At the end of the street, I point to where Molly Malone isn't and to Trinity College. I suggest they call in and have a look at the Book of Kells early the following morning to avoid the queues. I also suggest they avoid the gift shop – it's beyond their budget. And then we get to the Porterhouse. They look warily at the Oyster Stout and Pint of Plain, but sip gamely all the same.
I ask what they would like to do and see. “History and music,” comes the response. They stress that they haven’t much cash and even less time: they plan to sleep in Dublin Airport the following night ahead of an 8am flight the morning after, 36 hours from now.
They are staying in a hostel off O’Connell Street, so I suggest they go to the GPO museum for a quick look ahead of their Trinity visit in the morning, and then wander up Grafton Street to St Stephen’s Green to feed the ducks. After that I recommend a quick visit to the Dead Zoo – or the Natural History Museum.
Fish and chips
From St Stephen’s Green, they should take the Luas to Kilmainham Gaol then back in to town for fish and chips from Burdocks, eaten in the grounds of Christ Church or maybe Dublin Castle.
After that I propose a wander through Temple Bar’s two markets – on Cow’s Lane and Meeting House Square – before heading up to the crypt in St Michan’s Church to hug mummies, and then on to Smithfield Square, where they can get a look at the Jameson observation tower.
From there I tell them to walk to the Botanic Gardens and Glasnevin Cemetery – they’re young and fit after all. If they walk, they will have money to buy a pint in the Gravediggers, which for me is the finest pub in Dublin.

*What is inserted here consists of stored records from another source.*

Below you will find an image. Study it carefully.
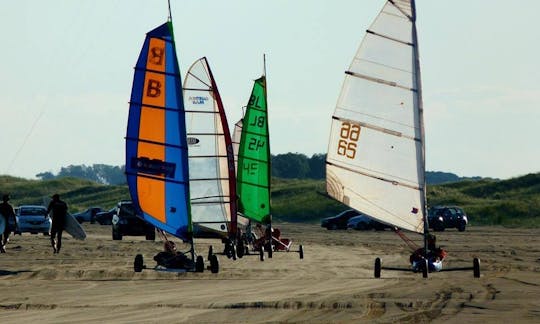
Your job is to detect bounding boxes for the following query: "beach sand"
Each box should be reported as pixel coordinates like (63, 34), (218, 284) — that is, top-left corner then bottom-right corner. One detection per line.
(0, 224), (540, 323)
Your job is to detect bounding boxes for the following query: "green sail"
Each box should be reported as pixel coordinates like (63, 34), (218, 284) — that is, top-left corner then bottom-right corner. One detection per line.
(236, 76), (271, 224)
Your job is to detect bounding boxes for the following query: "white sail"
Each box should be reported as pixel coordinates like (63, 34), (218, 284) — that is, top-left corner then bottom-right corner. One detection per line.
(326, 0), (425, 233)
(184, 58), (232, 236)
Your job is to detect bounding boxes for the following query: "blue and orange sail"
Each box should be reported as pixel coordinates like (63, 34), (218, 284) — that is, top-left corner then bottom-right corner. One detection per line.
(126, 21), (193, 241)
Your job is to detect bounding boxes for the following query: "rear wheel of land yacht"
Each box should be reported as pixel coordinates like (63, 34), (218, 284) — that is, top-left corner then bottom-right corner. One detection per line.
(373, 258), (381, 278)
(133, 254), (144, 272)
(473, 258), (480, 278)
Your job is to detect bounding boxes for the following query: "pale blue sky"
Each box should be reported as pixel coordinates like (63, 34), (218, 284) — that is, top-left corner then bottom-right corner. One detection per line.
(0, 0), (540, 178)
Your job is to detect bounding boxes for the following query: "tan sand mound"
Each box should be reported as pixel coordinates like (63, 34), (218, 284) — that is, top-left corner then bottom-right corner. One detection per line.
(0, 224), (540, 324)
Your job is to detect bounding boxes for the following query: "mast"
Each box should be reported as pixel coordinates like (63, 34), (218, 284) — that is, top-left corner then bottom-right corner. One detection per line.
(167, 0), (195, 260)
(167, 0), (172, 22)
(411, 0), (429, 253)
(263, 54), (273, 253)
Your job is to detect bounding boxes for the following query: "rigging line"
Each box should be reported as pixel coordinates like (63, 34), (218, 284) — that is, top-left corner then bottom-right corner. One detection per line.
(167, 0), (172, 22)
(332, 104), (416, 129)
(188, 67), (213, 91)
(326, 159), (422, 190)
(6, 109), (45, 174)
(345, 71), (417, 92)
(354, 57), (413, 74)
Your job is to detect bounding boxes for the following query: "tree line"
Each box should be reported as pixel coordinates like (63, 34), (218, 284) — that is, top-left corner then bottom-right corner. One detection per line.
(36, 153), (472, 185)
(36, 153), (326, 185)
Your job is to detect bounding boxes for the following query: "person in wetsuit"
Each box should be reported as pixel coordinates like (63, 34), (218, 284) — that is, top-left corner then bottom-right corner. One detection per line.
(47, 194), (68, 253)
(0, 195), (16, 253)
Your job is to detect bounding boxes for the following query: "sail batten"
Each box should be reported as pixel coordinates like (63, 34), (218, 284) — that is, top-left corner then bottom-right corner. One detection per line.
(326, 0), (425, 233)
(366, 29), (414, 46)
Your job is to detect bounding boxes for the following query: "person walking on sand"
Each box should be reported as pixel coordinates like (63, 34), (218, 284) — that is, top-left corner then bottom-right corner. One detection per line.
(0, 195), (16, 253)
(47, 194), (68, 253)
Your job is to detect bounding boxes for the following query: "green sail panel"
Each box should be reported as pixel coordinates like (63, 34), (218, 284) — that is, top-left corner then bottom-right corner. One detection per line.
(237, 76), (271, 224)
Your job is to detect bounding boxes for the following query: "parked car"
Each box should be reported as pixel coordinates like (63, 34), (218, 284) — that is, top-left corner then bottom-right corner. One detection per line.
(112, 201), (156, 241)
(321, 209), (359, 230)
(347, 214), (392, 231)
(96, 207), (116, 225)
(15, 205), (51, 235)
(428, 206), (469, 232)
(73, 207), (103, 224)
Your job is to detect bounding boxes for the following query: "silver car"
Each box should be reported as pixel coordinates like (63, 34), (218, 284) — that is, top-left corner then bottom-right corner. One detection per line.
(15, 205), (51, 235)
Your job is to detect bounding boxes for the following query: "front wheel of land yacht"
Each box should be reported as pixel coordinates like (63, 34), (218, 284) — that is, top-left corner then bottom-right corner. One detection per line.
(373, 258), (381, 278)
(422, 259), (429, 278)
(236, 240), (246, 259)
(133, 254), (144, 272)
(230, 243), (237, 261)
(195, 255), (204, 272)
(210, 254), (219, 273)
(473, 258), (480, 278)
(208, 245), (214, 260)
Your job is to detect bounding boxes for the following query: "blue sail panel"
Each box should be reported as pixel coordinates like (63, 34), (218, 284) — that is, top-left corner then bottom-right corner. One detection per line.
(126, 22), (192, 240)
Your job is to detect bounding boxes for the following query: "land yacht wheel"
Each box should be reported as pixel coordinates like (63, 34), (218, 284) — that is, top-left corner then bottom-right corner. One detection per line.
(133, 254), (144, 272)
(236, 240), (246, 259)
(259, 246), (264, 261)
(195, 254), (205, 272)
(208, 245), (214, 260)
(473, 258), (480, 278)
(210, 254), (219, 273)
(422, 259), (429, 278)
(373, 258), (381, 278)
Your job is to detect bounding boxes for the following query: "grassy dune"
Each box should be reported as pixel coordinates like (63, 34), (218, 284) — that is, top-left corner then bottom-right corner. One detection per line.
(0, 173), (540, 227)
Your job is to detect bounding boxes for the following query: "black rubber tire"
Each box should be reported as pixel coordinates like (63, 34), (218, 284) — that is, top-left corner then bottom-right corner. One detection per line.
(195, 255), (204, 272)
(208, 245), (214, 260)
(146, 229), (156, 241)
(230, 243), (236, 261)
(373, 258), (381, 278)
(268, 244), (274, 259)
(113, 229), (122, 241)
(133, 254), (144, 272)
(210, 254), (219, 273)
(473, 258), (480, 278)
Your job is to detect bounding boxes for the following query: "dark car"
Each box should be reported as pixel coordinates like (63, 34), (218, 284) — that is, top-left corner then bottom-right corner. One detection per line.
(428, 206), (469, 232)
(96, 207), (116, 225)
(321, 209), (360, 230)
(73, 207), (103, 224)
(112, 201), (156, 241)
(347, 214), (392, 231)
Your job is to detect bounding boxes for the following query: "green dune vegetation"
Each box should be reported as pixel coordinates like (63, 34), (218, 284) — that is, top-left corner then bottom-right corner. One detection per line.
(0, 173), (540, 227)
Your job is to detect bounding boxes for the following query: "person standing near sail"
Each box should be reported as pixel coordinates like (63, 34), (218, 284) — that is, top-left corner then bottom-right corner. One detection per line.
(0, 195), (16, 253)
(47, 194), (68, 253)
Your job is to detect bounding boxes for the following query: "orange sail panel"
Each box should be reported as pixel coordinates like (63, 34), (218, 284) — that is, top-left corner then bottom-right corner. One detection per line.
(126, 22), (192, 239)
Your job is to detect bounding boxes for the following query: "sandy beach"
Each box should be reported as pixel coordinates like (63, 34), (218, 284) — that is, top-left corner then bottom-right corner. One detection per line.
(0, 224), (540, 323)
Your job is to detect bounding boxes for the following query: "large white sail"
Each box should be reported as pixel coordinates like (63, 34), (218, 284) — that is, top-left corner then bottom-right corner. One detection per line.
(326, 0), (425, 233)
(184, 58), (236, 237)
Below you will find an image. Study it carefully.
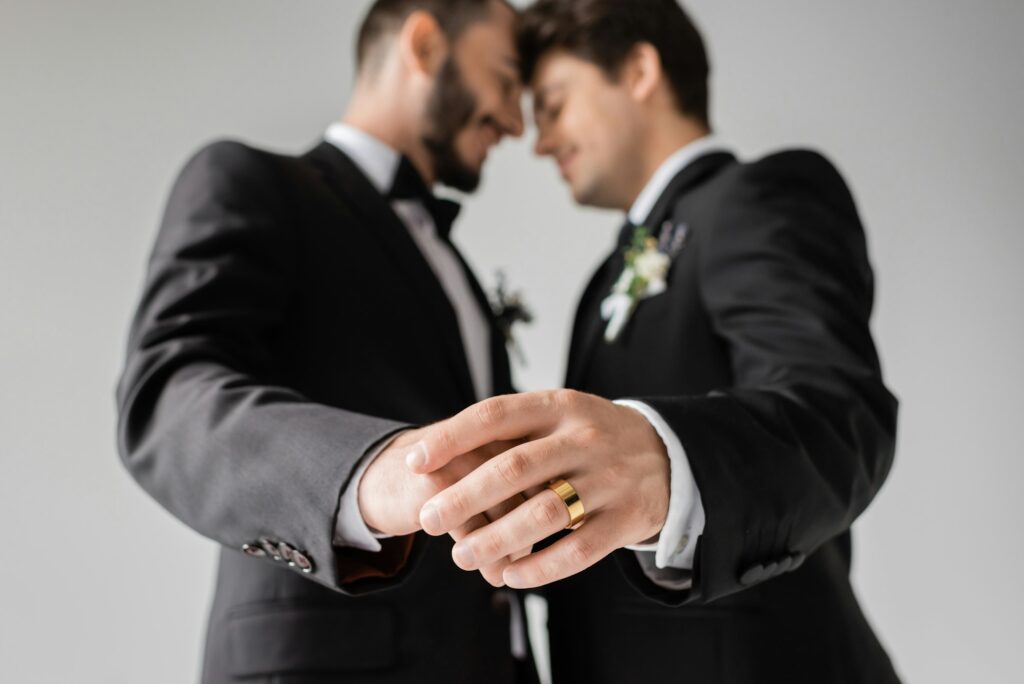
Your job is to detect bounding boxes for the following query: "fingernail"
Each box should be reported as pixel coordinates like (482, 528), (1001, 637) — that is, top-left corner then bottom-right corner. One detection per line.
(452, 544), (476, 570)
(406, 441), (427, 470)
(502, 567), (522, 589)
(420, 504), (442, 535)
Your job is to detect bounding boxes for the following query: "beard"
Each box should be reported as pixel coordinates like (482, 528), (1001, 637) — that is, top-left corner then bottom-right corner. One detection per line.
(423, 56), (480, 193)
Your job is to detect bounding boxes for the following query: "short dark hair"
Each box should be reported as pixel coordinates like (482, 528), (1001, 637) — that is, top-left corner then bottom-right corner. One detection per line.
(355, 0), (511, 69)
(517, 0), (711, 126)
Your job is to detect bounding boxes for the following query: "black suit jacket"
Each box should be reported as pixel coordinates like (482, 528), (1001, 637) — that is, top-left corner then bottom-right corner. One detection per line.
(118, 142), (528, 684)
(547, 152), (897, 684)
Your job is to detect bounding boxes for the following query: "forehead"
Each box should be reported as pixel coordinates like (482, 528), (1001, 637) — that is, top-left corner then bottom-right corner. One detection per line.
(456, 2), (518, 57)
(529, 50), (601, 93)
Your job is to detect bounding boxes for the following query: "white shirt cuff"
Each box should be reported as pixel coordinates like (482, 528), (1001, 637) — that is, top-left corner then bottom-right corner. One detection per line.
(334, 432), (401, 553)
(615, 399), (705, 570)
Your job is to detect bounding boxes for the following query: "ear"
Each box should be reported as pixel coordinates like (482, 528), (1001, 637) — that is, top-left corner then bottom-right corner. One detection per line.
(398, 9), (449, 77)
(622, 43), (665, 102)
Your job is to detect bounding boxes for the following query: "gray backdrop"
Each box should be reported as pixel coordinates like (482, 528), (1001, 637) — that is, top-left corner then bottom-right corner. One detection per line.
(0, 0), (1024, 684)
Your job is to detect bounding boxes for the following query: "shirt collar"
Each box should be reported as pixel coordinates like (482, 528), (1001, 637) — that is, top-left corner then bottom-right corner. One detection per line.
(629, 135), (728, 225)
(324, 122), (401, 195)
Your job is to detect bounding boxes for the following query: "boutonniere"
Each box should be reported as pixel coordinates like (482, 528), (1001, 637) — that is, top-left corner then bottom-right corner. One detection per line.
(601, 221), (689, 343)
(490, 270), (534, 366)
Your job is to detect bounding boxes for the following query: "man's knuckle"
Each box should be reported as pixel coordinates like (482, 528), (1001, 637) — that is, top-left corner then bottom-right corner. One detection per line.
(479, 531), (505, 558)
(494, 450), (528, 486)
(552, 389), (579, 412)
(568, 535), (596, 566)
(476, 397), (506, 427)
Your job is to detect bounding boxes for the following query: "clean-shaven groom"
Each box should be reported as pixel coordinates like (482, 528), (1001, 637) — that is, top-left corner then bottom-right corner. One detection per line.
(409, 0), (897, 684)
(118, 0), (544, 684)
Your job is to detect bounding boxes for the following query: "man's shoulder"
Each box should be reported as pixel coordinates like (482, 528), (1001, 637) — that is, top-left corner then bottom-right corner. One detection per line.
(684, 148), (854, 220)
(732, 148), (849, 201)
(185, 138), (300, 179)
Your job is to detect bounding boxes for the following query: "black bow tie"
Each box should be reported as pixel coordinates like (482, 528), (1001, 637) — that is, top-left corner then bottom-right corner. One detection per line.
(618, 219), (637, 250)
(387, 155), (462, 241)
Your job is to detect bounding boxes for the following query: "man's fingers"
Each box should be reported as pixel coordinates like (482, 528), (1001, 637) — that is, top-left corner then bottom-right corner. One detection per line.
(420, 436), (585, 536)
(406, 390), (570, 474)
(452, 515), (507, 588)
(452, 489), (569, 570)
(503, 514), (622, 589)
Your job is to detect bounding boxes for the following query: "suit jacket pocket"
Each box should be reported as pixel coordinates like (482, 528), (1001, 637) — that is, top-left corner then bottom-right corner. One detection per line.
(227, 603), (396, 677)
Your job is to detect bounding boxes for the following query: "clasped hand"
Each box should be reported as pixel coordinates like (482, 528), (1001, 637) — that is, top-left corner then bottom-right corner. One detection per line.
(364, 390), (670, 589)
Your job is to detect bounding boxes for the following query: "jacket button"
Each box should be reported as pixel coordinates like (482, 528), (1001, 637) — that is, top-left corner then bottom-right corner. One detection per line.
(793, 553), (807, 569)
(259, 537), (281, 560)
(278, 542), (295, 563)
(739, 563), (765, 587)
(288, 550), (313, 574)
(242, 544), (266, 558)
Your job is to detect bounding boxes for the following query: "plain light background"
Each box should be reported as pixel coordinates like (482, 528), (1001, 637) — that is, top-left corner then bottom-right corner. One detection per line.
(0, 0), (1024, 684)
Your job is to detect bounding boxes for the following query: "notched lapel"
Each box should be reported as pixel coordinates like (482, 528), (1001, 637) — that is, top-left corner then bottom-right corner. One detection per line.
(307, 141), (476, 403)
(566, 152), (736, 387)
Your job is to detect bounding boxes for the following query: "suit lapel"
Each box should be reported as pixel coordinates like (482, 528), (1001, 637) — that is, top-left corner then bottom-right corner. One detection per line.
(452, 245), (515, 394)
(307, 141), (476, 403)
(565, 152), (736, 388)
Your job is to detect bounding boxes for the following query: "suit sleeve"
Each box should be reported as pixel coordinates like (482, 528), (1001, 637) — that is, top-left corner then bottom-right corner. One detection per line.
(632, 152), (897, 605)
(117, 142), (412, 591)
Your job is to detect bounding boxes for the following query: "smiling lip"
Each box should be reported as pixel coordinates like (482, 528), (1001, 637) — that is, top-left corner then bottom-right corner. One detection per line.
(558, 152), (575, 178)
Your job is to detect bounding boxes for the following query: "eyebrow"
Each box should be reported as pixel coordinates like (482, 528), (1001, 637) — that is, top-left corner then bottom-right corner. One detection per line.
(534, 83), (565, 113)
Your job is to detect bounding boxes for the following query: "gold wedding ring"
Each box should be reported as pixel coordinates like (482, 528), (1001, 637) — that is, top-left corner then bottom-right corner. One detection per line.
(548, 480), (587, 529)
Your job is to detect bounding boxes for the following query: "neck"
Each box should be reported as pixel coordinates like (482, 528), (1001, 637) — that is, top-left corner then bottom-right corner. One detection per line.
(341, 80), (436, 187)
(622, 116), (711, 211)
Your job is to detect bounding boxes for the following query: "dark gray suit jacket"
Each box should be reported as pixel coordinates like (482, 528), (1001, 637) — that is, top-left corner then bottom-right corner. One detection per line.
(118, 142), (516, 684)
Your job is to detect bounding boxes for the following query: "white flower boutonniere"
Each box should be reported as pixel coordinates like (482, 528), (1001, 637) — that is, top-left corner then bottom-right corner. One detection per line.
(601, 225), (672, 343)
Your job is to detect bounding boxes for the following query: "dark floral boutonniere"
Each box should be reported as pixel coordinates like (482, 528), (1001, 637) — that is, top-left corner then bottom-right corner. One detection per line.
(490, 270), (534, 366)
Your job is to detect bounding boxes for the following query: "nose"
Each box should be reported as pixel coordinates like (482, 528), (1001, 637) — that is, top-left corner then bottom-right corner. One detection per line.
(534, 124), (555, 157)
(501, 95), (523, 138)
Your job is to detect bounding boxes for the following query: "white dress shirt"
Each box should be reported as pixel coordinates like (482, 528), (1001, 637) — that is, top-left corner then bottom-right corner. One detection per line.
(325, 123), (494, 551)
(615, 135), (727, 573)
(326, 123), (724, 581)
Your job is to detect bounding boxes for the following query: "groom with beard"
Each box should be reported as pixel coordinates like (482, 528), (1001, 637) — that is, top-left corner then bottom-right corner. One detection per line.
(117, 0), (544, 684)
(409, 0), (897, 684)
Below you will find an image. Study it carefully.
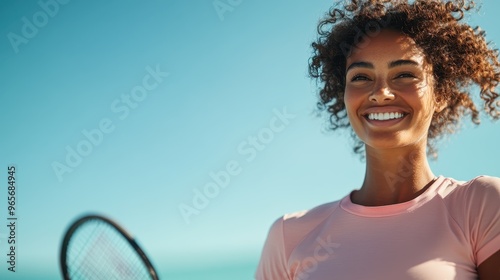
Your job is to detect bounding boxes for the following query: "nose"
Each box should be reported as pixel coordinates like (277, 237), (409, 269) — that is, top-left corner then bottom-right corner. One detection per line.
(369, 83), (395, 103)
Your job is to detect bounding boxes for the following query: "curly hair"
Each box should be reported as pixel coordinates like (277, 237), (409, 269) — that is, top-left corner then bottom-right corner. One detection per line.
(309, 0), (500, 157)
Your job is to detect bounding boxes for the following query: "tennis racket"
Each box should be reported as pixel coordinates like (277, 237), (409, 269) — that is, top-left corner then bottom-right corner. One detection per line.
(60, 215), (158, 280)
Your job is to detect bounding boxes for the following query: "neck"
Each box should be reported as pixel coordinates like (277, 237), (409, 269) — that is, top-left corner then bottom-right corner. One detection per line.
(351, 146), (435, 206)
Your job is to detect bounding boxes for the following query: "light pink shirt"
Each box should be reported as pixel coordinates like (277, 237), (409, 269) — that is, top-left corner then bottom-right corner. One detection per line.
(255, 176), (500, 280)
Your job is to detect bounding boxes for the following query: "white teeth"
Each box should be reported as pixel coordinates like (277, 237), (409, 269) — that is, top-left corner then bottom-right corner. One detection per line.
(368, 112), (404, 121)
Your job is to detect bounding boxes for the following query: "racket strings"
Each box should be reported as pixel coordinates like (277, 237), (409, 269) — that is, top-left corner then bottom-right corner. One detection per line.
(67, 220), (151, 280)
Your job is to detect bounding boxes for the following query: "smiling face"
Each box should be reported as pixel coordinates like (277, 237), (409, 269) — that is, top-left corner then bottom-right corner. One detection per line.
(344, 30), (442, 153)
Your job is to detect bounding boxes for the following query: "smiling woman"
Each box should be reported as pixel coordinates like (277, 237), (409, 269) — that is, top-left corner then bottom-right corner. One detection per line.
(256, 0), (500, 280)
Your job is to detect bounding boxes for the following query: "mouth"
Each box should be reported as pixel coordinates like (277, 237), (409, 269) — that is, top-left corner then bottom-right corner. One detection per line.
(364, 112), (407, 121)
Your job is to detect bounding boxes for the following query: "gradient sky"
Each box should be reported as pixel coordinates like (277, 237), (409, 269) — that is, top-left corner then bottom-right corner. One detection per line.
(0, 0), (500, 279)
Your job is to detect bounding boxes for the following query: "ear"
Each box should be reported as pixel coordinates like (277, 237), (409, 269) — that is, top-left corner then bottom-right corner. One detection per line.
(434, 92), (448, 113)
(435, 100), (448, 113)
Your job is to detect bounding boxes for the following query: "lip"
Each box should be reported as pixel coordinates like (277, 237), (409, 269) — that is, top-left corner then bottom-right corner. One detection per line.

If they follow my plan they will then head back in to Stoneybatter, where they can eat in L Mulligan Grocer’s and drink lovely beer and eat nice food in the company of hipsters. Their evening will end in the Cobblestone on Smithfield Square, where the beards are even more impressive and the music will keep playing until they have to head to their beds in the airport.
It is not my idea of the perfect day in Dublin, but it shouldn’t cost too much. I leave them to their stouts. I hope they had fun.